Whether you work from home or the office, your desk can be a nerve-wracking place to be. Follow these tips to make your workspace—and possibly your whole workplace—less stressful for yourself and your coworkers or employees.
Buy an SAD lamp light therapy
SAD lamps are bright, white lightboxes designed to mimic the effects of sunlight. They are used for light therapy, which is a way of treating seasonal affective disorder (SAD), sleep disorders, and, sometimes, non-seasonal types of depression. If you tend to feel particularly tired, run-down, or apathetic during the winter months, you may well have seasonal affective disorder—according to some estimates, as many as a quarter of all Americans may suffer from some form of SAD. This means that even if you don’t have this condition, at least one of your employees, coworkers, roommates, or family members is likely to.
Buying a lightbox, however, might be a sensible investment in the wellbeing and productivity of your workforce, regardless of whether anyone in your work environment has SAD. Many believe that using a lightbox in the darker months can boost your productivity, help you sleep better, promote a healthy metabolism, and reduce the feeling of ‘cabin fever’ that many experience once the weather turns cold and dark. This is because exposing yourself to sunlight—albeit an artificial version of it—helps reset your circadian rhythm. Give it a try—it might have a much bigger effect on your stress levels than you anticipate.
Install a few mirrors
On the subject of light in ‘light therapy’, mirrors are a great way to increase the amount of light in your office and make the space look bigger than it actually is. While you might find it distracting having a mirror right in front of your desk, a few well-placed reflective surfaces, perhaps in the hallway or on the opposite wall to a window, will make your office feel less oppressive and constrictive. To brighten up the space even more, take advantage of some JCPenney coupons and buy a few colorful frames for your mirrors.
Wear a pair of blue light glasses
The increased use of computers and phones during the COVID-19 pandemic has alerted many to the dangers of blue light. Blue light is the type of light emitted by digital screens, and there is some evidence that exposure to it can cause eye strain, sleep problems, and retinal damage. As well as using a blue light filter on your devices, you should buy yourself a pair of blue light glasses—a special type of glasses with lenses designed to filter blue light out. If you already wear prescription glasses, make sure you ask your optician to add an anti-glare coating to your lenses, and then only use dedicated lens cleaning cloths to clean your glasses in order to preserve the coating for as long as possible. Avoiding headaches and insomnia will definitely be worth the added expense.
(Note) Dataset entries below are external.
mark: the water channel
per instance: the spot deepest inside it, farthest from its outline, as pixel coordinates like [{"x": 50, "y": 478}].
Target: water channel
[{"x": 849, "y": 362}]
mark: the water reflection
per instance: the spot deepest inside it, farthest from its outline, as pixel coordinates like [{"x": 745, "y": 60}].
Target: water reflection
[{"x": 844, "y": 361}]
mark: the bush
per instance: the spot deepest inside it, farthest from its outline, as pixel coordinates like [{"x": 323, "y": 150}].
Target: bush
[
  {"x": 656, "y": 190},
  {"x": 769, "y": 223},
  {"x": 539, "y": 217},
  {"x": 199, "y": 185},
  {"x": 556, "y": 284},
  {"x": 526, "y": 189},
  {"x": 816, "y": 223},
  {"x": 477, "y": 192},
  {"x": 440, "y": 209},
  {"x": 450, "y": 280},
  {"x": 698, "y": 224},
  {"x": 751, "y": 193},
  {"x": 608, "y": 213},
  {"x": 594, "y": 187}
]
Invest in a white noise machine
Offices and homes can be extremely noisy environments, both due to the presence of other people inside the building and, unless you live in the middle of nowhere or in an incredibly well-insulated building, due to traffic noise and other acoustic pollution coming in from the street. Some studies have revealed the possibility that background noise increases stress levels and impairs the brain’s capacity to think clearly and retain information. There are also studies suggesting that this may successfully be countered by white noise—the sound obtained by combining all frequencies, which is used to mask other sounds. Some people believe that white noise is a more calming and less distracting acoustic background for the office than music, and listening to white noise may be linked to the release of anti-stress hormones. If you don’t want to spend money on an expensive white noise machine, you could also consider purchasing a white noise app on your phone and playing the sound through speakers.
Get some fidget toys
Finally, a great way to help you stay focused and to reduce your stress levels at the same time is to keep a few stress toys on your desk. These are particularly useful for neurodivergent people—such as those with attention deficit and hyperactivity disorder, autistic spectrum conditions, or developmental coordination disorder—but even if you are neurotypical, you may well find that having something to fiddle with helps your concentration and keeps your stress levels down. While there are countless ‘sensory toys’ and ‘fidget toys’ designed with the specific needs of some neurodivergent people in mind, you could also use more traditional toys such as yo-yos or sponge balls. Some people even like to run their hand through a bowl of paper clips—think of Michael from the Netflix show The Good Place! Just try a few options until you find one that works for you.